Re: [PATCH v4 06/10] memory: batch processing in acquire_resource()


On 03/07/2020 12:22, Jan Beulich wrote:
On 03.07.2020 13:17, Julien Grall wrote:
On 03/07/2020 11:52, Paul Durrant wrote:
(+ Paul as the author XENMEM_acquire_resource)


On 30/06/2020 13:33, Michał Leszczyński wrote:
From: Michal Leszczynski <michal.leszczynski@xxxxxxx>

Allow to acquire large resources by allowing acquire_resource()
to process items in batches, using hypercall continuation.

Signed-off-by: Michal Leszczynski <michal.leszczynski@xxxxxxx>
    xen/common/memory.c | 32 +++++++++++++++++++++++++++++---
    1 file changed, 29 insertions(+), 3 deletions(-)

diff --git a/xen/common/memory.c b/xen/common/memory.c
index 714077c1e5..3ab06581a2 100644
--- a/xen/common/memory.c
+++ b/xen/common/memory.c
@@ -1046,10 +1046,12 @@ static int acquire_grant_table(struct domain *d, 
unsigned int id,

    static int acquire_resource(
-    XEN_GUEST_HANDLE_PARAM(xen_mem_acquire_resource_t) arg)
+    XEN_GUEST_HANDLE_PARAM(xen_mem_acquire_resource_t) arg,
+    unsigned long *start_extent)
        struct domain *d, *currd = current->domain;
        xen_mem_acquire_resource_t xmar;
+    uint32_t total_frames;
         * The mfn_list and gfn_list (below) arrays are ok on stack for the
         * moment since they are small, but if they need to grow in future
@@ -1077,8 +1079,17 @@ static int acquire_resource(
            return 0;

+    total_frames = xmar.nr_frames;

On 32-bit, the start_extent would be 26-bits wide which is not enough to
cover all the xmar.nr_frames. Therefore, you want that check that it is
possible to encode a continuation. Something like:

/* Is the size too large for us to encode a continuation? */
if ( unlikely(xmar.nr_frames > (UINT_MAX >> MEMOP_EXTENT_SHIFT)) )

+    if ( *start_extent ) > +    {
+        xmar.frame += *start_extent;
+        xmar.nr_frames -= *start_extent;

As start_extent is exposed to the guest, you want to check if it is not
bigger than xmar.nr_frames.

+        guest_handle_add_offset(xmar.frame_list, *start_extent);
+    }
        if ( xmar.nr_frames > ARRAY_SIZE(mfn_list) )
-        return -E2BIG;
+        xmar.nr_frames = ARRAY_SIZE(mfn_list);

The documentation of the hypercall suggests that if you pass NULL, then
it will return the maximum number value for nr_frames supported by the
implementation. So technically a domain cannot use more than

However, you new addition conflict with the documentation. Can you
clarify how a domain will know that it can use more than

The domain should not need to know. It should be told the maximum number of 
frames of the type it wants. If we have to carve that up into batches inside 
Xen then the caller should not need to care, right?

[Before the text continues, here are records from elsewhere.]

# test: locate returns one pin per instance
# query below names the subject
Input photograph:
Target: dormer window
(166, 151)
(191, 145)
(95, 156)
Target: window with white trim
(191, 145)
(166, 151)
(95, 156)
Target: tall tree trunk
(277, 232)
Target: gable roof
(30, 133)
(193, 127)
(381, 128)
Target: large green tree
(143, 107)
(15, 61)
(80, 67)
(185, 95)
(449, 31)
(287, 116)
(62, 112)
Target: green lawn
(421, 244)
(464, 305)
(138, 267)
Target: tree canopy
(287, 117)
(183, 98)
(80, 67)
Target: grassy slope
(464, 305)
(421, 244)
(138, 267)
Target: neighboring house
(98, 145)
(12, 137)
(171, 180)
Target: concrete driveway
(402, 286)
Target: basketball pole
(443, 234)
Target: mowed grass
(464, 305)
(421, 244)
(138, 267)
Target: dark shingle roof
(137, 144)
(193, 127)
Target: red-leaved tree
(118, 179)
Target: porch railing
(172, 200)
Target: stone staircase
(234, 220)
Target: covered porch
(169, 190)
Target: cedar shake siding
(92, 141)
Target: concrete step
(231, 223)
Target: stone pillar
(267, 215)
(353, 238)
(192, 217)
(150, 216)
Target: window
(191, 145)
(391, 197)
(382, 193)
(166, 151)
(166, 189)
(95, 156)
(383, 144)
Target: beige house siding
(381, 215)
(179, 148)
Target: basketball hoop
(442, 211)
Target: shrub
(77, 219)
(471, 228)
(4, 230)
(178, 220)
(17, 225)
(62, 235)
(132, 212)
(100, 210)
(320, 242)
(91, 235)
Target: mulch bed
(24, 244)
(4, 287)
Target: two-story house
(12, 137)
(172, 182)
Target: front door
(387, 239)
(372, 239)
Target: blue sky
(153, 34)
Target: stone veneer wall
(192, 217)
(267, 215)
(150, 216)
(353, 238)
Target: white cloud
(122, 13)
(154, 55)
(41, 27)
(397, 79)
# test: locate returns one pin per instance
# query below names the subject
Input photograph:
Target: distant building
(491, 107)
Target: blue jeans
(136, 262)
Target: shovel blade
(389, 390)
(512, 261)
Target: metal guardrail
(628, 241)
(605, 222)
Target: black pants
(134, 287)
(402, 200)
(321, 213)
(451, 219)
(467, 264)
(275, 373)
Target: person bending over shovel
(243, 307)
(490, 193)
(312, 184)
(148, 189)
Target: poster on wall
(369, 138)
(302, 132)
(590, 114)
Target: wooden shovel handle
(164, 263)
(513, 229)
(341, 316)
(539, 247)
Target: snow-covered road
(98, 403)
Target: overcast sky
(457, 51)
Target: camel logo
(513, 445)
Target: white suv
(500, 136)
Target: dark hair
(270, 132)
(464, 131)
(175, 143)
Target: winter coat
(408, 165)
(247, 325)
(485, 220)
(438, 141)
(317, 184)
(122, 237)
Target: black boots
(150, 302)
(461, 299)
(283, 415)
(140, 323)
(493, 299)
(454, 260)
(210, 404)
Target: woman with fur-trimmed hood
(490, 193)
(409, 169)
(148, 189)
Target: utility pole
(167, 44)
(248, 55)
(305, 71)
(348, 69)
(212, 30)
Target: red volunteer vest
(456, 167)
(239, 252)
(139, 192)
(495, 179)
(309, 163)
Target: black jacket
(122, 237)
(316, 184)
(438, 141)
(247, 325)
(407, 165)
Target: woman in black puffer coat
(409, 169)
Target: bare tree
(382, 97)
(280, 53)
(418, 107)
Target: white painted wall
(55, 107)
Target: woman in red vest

In the current implementation, we tell the guest how many frames it can
request in a batch. This number may be much smaller that the maximum
number of frames of the type.

Furthermore this value is not tie to the xmar.type. Therefore, it is
valid for a guest to call this hypercall only once at boot to figure out
the maximum batch.

So while the change you suggest looks a good idea, I don't think it is
possible to do that with the current hypercall.

Doesn't the limit simply change to UINT_MAX >> MEMOP_EXTENT_SHIFT,
which then is what should be reported?

Hmmm... Can you remind me whether we support migration to an older release?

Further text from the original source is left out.